Recipient of the 2023 Arthur Ross Media Award

Michele Kelemen has been with NPR for two decades, starting as NPR’s Moscow bureau chief and now covering the State Department and Washington’s diplomatic corps. Her reports can be heard on all NPR News programs, including Morning Edition and All Things Considered.

As Diplomatic Correspondent, Kelemen has traveled with Secretaries of State from Colin Powell to Antony Blinken and everyone in between. She was part of the NPR team that won the 2007 Alfred I. DuPont-Columbia University Award for coverage of the war in Iraq.

As NPR’s Moscow bureau chief, Kelemen chronicled the end of the Yeltsin era and Vladimir Putin’s consolidation of power. She recounted the terrible toll of the latest war in Chechnya, while also reporting on a lighter side of Russia, with stories about modern day Russian literature and sports.

Kelemen came to NPR in September 1998, after eight years working for the Voice of America. There, she learned the ropes as a news writer, newscaster and show host.

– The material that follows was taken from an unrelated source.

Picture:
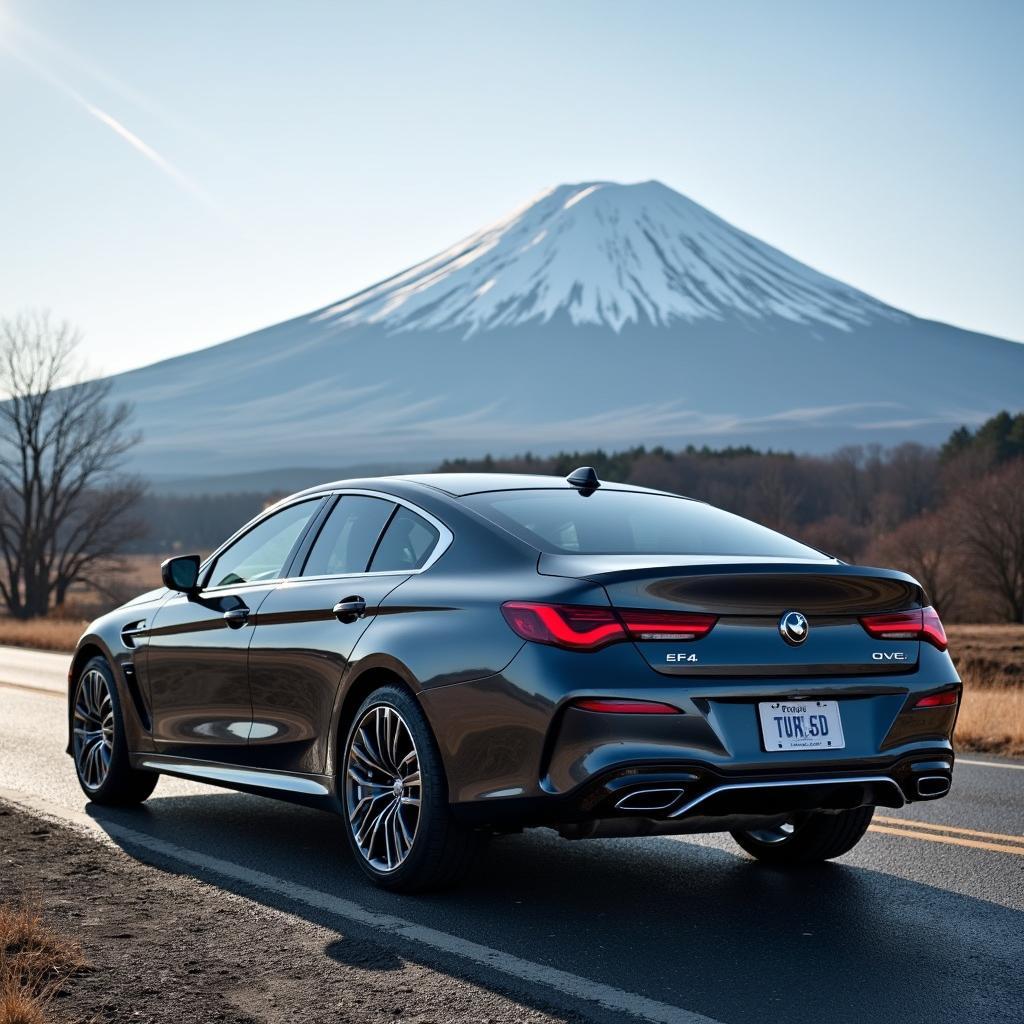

Michele earned her Bachelor’s degree from the University of Pennsylvania and a Master’s degree from the Johns Hopkins University School of Advanced International Studies in Russian and East European Affairs and International Economics.


Thomas L. Friedman


Recipient of the 2023 Arthur Ross Media Award

Thomas L. Friedman became the New York Times’s foreign affairs Opinion columnist in 1995. He joined the paper in 1981, after which he served as the Beirut bureau chief in 1982, Jerusalem bureau chief in 1984, and then in Washington as the diplomatic correspondent in 1989, and later the White House correspondent and economic correspondent.

Mr. Friedman was awarded the 1983 Pulitzer Prize for international reporting (from Lebanon) and the 1988 Pulitzer Prize for international reporting (from Israel). He also won the 2002 Pulitzer Prize for commentary.

Mr. Friedman is the author of “From Beirut to Jerusalem,” which won the National Book Award in 1989. He has written several other books, including “Hot, Flat and Crowded,” an international best seller.

Born in Minneapolis, Mr. Friedman received a B.A. degree in Mediterranean studies from Brandeis University in 1975. In 1978 he received a master’s in modern Middle East studies from Oxford. His column appears every Sunday and Wednesday.